A debate is raging about the practice of requiring female seafarers to submit to pregnancy testing before taking a job at sea.
Seafarers advocates said the practice is blatantly discriminatory and occurs particularly in Asia, including the Philippines, a major supplier of shipboard labour.
Proponents of the tests, however, have argued that the testing is done to ensure the health of crew members.
Officials at the International Labour Organization (ILO) said in a report last year that pregnancy testing of seafarers before they board ships is a widespread practice.
“This is a form of discrimination that violates the rights of women,” it said in a study exploring challenges to the recruitment and retention of female seafarers.
ILO officials said pregnancy testing before employment may be considered a violation of the United Nations’ Maternity Protection Convention.

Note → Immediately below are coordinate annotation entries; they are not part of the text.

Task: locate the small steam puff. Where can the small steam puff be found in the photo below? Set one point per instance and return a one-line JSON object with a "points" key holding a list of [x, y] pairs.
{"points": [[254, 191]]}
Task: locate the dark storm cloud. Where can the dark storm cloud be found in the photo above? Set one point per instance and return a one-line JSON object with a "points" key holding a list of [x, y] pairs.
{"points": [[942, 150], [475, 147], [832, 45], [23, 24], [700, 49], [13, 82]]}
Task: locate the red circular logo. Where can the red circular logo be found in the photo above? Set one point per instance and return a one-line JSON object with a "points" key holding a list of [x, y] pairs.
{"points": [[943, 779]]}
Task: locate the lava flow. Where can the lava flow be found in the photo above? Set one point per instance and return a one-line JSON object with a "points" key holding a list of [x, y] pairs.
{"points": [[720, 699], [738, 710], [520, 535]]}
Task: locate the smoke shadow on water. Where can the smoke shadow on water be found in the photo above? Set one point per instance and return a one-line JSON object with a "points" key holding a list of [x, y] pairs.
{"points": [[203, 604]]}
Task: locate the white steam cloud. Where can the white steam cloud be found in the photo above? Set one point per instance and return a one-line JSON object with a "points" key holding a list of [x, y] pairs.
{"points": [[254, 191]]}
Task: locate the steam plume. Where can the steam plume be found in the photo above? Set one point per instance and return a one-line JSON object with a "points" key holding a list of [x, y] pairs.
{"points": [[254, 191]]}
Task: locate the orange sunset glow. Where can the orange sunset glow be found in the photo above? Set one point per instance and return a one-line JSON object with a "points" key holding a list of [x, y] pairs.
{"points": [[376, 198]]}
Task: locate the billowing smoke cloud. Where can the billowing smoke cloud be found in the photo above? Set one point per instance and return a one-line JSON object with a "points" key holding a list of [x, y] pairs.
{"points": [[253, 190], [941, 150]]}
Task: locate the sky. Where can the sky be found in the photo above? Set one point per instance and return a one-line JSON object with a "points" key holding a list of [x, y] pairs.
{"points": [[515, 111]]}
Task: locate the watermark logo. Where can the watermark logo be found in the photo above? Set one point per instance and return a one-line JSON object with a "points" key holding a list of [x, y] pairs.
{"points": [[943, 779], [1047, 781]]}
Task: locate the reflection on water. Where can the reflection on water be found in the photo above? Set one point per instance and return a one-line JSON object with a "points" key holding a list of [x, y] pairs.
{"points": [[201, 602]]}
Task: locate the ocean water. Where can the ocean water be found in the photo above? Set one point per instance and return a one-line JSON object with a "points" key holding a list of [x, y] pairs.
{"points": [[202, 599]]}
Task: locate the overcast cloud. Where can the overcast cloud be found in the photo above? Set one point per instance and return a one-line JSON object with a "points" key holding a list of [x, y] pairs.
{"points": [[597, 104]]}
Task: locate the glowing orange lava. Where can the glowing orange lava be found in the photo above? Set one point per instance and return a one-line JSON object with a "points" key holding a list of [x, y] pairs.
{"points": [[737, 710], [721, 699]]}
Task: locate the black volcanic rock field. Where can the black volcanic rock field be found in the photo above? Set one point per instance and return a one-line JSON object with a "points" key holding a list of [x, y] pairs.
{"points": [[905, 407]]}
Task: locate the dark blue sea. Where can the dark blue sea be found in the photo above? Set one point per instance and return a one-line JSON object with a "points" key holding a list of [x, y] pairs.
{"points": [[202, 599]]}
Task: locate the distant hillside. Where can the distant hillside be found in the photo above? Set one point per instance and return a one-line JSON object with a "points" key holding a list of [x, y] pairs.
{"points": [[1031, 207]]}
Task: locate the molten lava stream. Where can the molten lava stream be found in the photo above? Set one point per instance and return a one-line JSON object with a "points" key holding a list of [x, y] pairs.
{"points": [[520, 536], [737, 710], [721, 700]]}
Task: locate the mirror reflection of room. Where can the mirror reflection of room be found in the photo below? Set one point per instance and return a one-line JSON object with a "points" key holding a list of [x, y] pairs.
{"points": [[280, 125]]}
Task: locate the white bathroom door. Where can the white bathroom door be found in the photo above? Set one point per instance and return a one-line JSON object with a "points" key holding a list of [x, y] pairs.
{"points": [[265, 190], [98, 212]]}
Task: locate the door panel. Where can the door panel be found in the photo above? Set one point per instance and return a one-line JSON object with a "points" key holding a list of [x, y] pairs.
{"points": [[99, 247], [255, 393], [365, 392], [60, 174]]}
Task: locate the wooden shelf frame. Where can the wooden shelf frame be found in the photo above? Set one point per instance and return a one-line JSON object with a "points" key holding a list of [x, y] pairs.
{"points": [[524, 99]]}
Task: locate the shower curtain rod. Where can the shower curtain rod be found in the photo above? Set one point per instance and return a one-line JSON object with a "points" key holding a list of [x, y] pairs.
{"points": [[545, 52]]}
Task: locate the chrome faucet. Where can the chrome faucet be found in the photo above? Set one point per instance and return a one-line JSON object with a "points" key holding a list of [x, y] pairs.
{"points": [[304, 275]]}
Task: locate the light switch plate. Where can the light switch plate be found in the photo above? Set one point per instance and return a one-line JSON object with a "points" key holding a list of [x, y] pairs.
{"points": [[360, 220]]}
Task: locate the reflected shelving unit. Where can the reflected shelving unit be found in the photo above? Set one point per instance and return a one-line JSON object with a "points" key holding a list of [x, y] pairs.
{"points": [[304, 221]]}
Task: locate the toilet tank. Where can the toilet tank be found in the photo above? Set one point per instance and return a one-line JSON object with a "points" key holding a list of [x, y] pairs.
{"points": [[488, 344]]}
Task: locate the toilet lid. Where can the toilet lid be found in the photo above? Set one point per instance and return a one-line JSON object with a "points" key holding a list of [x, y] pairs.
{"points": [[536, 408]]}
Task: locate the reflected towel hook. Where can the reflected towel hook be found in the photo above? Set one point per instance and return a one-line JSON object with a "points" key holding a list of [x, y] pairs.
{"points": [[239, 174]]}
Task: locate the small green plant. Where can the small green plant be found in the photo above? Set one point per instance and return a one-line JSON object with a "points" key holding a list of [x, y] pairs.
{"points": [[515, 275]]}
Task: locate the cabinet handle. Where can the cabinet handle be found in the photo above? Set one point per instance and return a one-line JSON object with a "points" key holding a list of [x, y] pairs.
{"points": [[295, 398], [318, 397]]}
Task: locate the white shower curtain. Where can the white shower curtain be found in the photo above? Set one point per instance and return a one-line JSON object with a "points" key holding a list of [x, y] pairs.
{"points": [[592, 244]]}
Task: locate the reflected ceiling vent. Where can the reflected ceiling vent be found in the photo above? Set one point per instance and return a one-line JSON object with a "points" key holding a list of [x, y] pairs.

In Europe, labour rules already protect women from required pregnancy testing.
Contract fears
But at a meeting of stakeholders organised by the ILO in March last year, shipowners and managers recruiting in nations that allow the practice defended the testing as part of their duty to care for their seafarers’ well-being.
Some countries’ laws, they also argued, even require a health screening that includes a pregnancy test.
Although proponents of pregnancy testing have claimed that the results are shared only with health practitioners, women seafarers have alleged that the testing is used to discriminate against them in short-term contracts, according to Debbie Cavaldoro, head of strategy and policy at Nautilus International.
But it is hard to prove that shipping companies are using the practice to discriminate.
“At the moment, we’re ... trying to gather evidence of people who are brave enough to say it’s happened to them, without the risk of being blacklisted,” she said.
Caitlin Vaughan, a project manager at International Seafarers’ Welfare and Assistance Network, argued that shipping companies need to get past the idea that female seafarers will cut short their careers at sea for family reasons.
“There’s enough evidence to show that plenty of the reasons male seafarers leave seafaring is they miss their families,” she said. “We make these issues 'female issues'. That’s a really big part of the problem.”